Nada más cierto. Pero puede que a él no le hiciera gracia enredarse con su editora, por muy colada por él que estuviera, ya que de su buen juicio dependía, en última instancia, el que no fuera despedido de la revista. Paula apretó los labios y frunció el entrecejo.


—Relájate —le aconsejó Flasher cariñosamente—, déjate llevar, a ver qué pasa. Puedes hacerlo, tomatelo si quieres como un desafío. Y deja de morderte las uñas —le regañó dándole un manotazo.


—Y tú no me agobies —protestó Paula.


—No te estoy diciendo que te lances, solo que te dejes llevar, que levantes un poco la guardia.


Paula se mordió el labio nerviosa. Le hubiera gustado refutar los argumentos de su amigo, pero no podía. Y tampoco podía seguir sus consejos.


—Sé que me arrepentiré si te hago caso.


—Muñeca, solo te arrepentirás si dejas pasar esta oportunidad. De todo se aprende en esta vida, y, en lo que a sexo se refiere, tú estás en el parvulario.

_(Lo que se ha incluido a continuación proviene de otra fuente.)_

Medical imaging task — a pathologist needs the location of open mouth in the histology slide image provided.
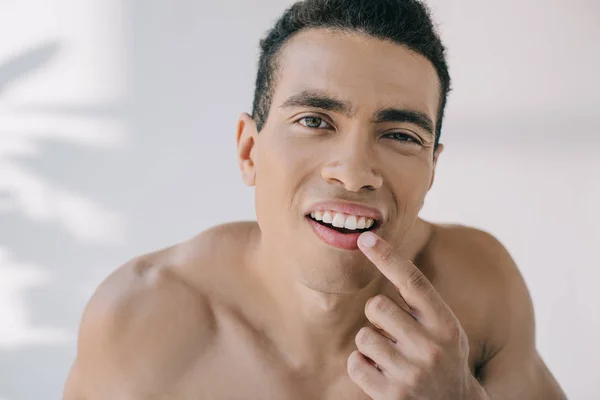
[307,211,378,234]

—¡Exagerado! No soy tan mala…


—Pues demuéstramelo —dijo Flasher, y sin añadir nada más, puso el coche en marcha y se fue.


Sin niños. Sin Flasher. Pedro y ella pasarían solos el resto del día… y de la noche. Paula sintió una punzada en el pecho, mezcla de nerviosismo y anticipación, tan fuerte que casi le hizo gritar. Para evitarlo, se metió en la boca el dedo meñique y empezó a mordisquearse la uña. Tenía que mostrarse firme, guardar las distancias.


Se ruborizó hasta la raíz del pelo al darse cuenta de que Pedro se dirigía hacia ella.


—Te noto un poco acalorada. Si quieres, dejamos lo de la bolera para otro día.


—Nada de eso —replicó Paula inmediatamente.


 A decir verdad, estaba dispuesta a aceptar cualquier plan que él le propusiera. Cualquier cosa con tal de prolongar aquel día y retrasar lo más posible el regreso a la casa vacía.